I wanted to improve the security of a TV connecting to a server on a different LAN, and one approach I thought of is to use a RPi on the network to look after the secure connection.

So the pi could connect to the remove server through SSH, and forward the port locally. I thought this port could then be opened, and the TV can then be pointed at the pi on the local network.

Port forwarding to the pi works but I can’t connect to it from another device, even after setting firewall settings.

Basically the firewall rule is ufw allow from 192.168.1.0/24 port 1234

Does this idea work, or is there a better approach? Am I missing something in the setup?

  • habitualTartare@lemmy.worldEnglish
    3·
    2 days ago

    Are you connecting from a public network or something? like a hotel wifi or other?

    The easiest solution would be to setup the pi as your router and use a VPN like wireguard (wg-easy) or tailscale.

    if it is a public network, you can double NAT. There’s dedicated boxes like the GL.inet travel routers that support wireguard/openVPN and beta for tailscale. they have some features that work well with captive portals.

    If it’s a home network, you can probably use your PI as a entry/exit node or VPN client instead of using ssh.

    • eyesaremosaics@lemmy.zipOPEnglish
      1·
      2 days ago

      It’s for a home network, I managed to get it working using port forwarding through SSH thanks to suggestions. I’m not sure what the difference is with using the pi as an entry/exit node, that is what I was trying to do with the SSH forwarding. VPN is also possible but it it would also need to be set up to go through the pi

      • habitualTartare@lemmy.worldEnglish
        1·
        1 day ago

        I’m not entirely sure about the technical differences but from my understanding VPN connections are preferred. From a security perspective, ssh has some more considerations since it’s easier to detect it’s open, and you should lock down root access and other privileged accounts. but SSH seems simpler to actually get working vs a VPN solution which would probably require a reverse proxy or something to get the TV working.
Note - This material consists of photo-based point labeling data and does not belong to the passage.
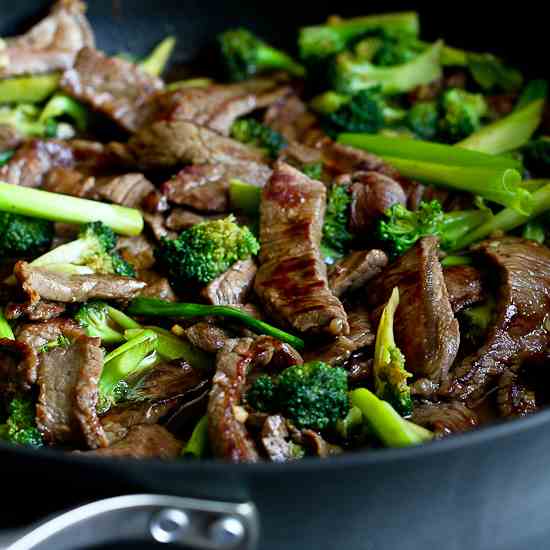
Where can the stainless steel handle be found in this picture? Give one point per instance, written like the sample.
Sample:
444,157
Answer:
187,522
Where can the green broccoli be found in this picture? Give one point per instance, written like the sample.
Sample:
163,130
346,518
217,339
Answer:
244,55
351,74
206,250
21,236
390,375
312,395
250,131
462,113
322,41
20,426
423,119
93,251
402,228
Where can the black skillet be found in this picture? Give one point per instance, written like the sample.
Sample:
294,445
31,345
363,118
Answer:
488,490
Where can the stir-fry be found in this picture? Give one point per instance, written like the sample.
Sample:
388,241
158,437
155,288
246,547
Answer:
302,254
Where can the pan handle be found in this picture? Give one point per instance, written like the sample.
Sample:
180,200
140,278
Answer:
185,522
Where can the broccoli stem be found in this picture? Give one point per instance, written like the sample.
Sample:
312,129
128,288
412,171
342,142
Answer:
161,308
507,219
391,428
5,329
28,89
495,178
508,133
157,60
64,208
197,446
245,197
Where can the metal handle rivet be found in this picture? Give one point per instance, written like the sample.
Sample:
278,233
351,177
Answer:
168,525
227,531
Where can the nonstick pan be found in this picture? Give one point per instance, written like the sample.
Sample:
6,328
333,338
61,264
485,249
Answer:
488,490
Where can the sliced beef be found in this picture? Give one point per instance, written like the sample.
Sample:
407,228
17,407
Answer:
520,324
112,86
39,283
426,331
372,194
464,285
205,187
355,270
144,441
52,44
292,280
361,334
233,286
68,378
229,436
34,160
164,144
216,106
128,190
444,418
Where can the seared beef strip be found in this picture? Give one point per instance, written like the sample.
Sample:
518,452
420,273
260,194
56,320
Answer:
464,285
38,283
426,330
292,279
205,187
226,417
52,44
231,287
144,441
164,144
520,325
444,418
113,86
68,378
355,270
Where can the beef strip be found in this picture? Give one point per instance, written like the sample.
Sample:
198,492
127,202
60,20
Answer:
216,106
164,144
39,283
34,160
233,286
292,279
355,270
464,285
520,323
361,334
444,418
128,190
229,436
112,86
426,331
205,187
68,378
144,441
52,44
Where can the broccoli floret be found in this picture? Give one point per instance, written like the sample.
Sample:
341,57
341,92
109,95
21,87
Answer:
536,156
206,250
21,236
20,426
402,228
423,119
390,375
250,131
312,395
335,228
244,55
94,250
322,41
461,114
351,73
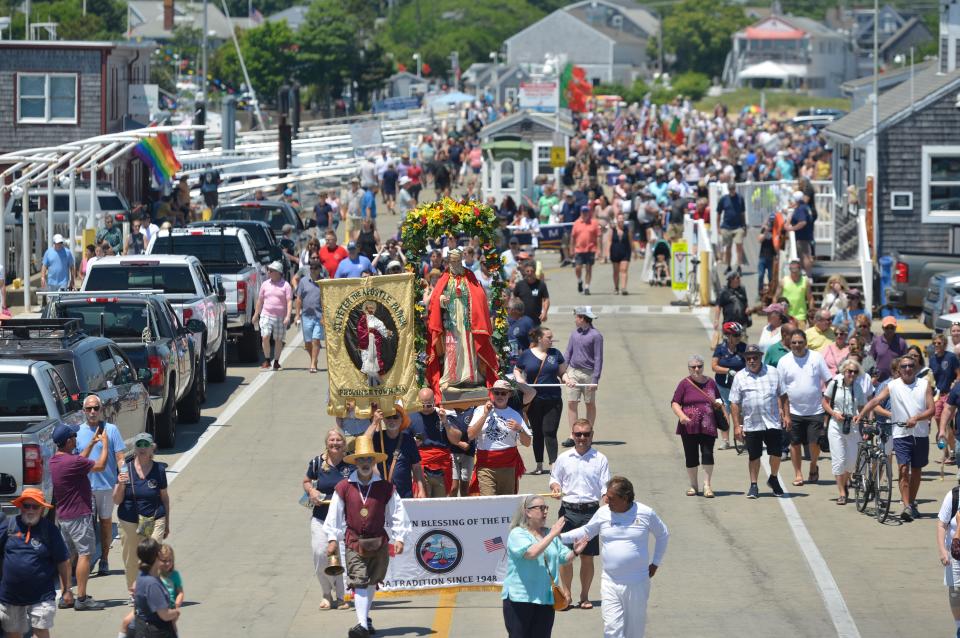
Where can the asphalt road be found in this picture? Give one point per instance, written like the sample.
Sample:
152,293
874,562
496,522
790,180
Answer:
796,566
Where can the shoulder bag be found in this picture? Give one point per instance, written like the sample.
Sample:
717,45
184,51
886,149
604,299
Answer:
718,414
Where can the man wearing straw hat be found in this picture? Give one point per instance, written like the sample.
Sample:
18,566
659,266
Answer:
369,514
34,554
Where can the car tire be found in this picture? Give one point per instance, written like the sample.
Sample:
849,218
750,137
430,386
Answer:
166,424
189,408
217,369
248,346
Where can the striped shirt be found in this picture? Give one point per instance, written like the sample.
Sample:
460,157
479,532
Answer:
757,395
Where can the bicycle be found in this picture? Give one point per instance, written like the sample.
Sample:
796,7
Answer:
872,477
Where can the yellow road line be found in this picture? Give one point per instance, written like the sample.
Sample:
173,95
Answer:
443,617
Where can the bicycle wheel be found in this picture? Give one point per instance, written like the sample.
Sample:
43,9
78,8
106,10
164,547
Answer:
883,486
860,478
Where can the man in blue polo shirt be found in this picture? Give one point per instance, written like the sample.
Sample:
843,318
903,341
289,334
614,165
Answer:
58,270
34,554
354,264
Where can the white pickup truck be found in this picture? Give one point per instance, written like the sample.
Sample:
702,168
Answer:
230,256
33,400
185,284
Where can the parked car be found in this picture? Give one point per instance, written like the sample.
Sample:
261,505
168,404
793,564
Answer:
912,273
228,254
87,365
184,282
268,249
33,400
276,213
147,329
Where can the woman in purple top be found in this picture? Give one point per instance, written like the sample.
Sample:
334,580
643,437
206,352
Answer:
693,403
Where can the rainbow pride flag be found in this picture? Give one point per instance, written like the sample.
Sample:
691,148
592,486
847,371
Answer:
157,153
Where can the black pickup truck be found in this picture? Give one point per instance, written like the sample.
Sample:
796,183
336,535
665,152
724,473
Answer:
146,328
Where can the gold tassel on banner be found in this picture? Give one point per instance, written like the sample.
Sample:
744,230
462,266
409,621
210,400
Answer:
370,344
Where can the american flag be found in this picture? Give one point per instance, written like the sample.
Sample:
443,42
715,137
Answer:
494,544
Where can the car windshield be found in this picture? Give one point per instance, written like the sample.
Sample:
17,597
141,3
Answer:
20,396
209,249
121,320
276,217
171,279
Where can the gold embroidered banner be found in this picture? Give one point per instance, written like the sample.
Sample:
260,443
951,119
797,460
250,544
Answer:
370,343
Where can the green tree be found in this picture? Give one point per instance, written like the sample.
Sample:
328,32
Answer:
270,52
700,34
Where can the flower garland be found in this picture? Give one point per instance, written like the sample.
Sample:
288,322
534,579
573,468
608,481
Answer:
460,219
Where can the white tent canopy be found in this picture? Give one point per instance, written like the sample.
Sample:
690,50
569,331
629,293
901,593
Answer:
774,71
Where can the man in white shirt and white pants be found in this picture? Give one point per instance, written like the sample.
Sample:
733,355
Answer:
580,475
625,527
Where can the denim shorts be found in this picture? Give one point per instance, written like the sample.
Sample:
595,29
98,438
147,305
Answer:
312,328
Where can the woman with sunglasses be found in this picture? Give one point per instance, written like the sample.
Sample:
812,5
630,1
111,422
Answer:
144,505
534,556
836,351
842,399
694,401
727,361
542,363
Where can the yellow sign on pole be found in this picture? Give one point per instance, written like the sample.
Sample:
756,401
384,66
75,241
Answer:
679,257
558,156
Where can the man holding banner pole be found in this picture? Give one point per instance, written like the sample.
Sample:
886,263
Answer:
369,514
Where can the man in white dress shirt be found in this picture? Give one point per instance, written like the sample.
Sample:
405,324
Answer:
580,475
625,527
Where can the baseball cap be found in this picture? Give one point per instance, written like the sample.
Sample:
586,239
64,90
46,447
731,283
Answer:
143,436
63,433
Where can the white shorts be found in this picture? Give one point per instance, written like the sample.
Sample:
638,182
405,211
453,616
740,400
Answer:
103,504
462,466
18,619
271,326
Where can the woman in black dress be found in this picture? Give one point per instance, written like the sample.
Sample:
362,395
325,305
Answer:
621,247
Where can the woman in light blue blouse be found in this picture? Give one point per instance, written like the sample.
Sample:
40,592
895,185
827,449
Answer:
534,556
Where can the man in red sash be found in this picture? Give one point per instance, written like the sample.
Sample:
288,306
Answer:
368,513
498,429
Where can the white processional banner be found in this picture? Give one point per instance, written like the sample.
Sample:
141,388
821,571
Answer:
454,542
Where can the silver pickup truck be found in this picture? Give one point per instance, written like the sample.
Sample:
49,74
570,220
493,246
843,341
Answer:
33,400
230,257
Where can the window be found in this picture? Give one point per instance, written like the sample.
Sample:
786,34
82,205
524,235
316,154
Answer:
940,184
47,98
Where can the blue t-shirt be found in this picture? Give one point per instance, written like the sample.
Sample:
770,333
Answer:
142,496
802,214
106,479
369,200
729,359
30,569
944,369
401,468
549,373
326,481
351,268
58,263
518,335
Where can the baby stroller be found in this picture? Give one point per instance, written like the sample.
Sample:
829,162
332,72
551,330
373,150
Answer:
660,269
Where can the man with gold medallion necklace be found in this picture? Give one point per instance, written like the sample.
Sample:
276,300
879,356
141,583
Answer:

        For example, compromising a ssh service gives you access to the shell immediately vs wireguard or similar that historically (from my knowledge) has had fewer critical vulnerabilities that could lead to remote code injection or access. This is also why many corporate and best practices recommend layering ssh through a private VPN like IPsec, OpenVPN, wireguard, etc.

        in practice it’s most likely fine as long as

        • you don’t use root or an account with sudo to do the ssh forwarding
        • require a ssh key for all connections (at minimum any remote/internet connections)
        • update the system regularly. you can automate security updates with unattended upgrades on debian-based systems.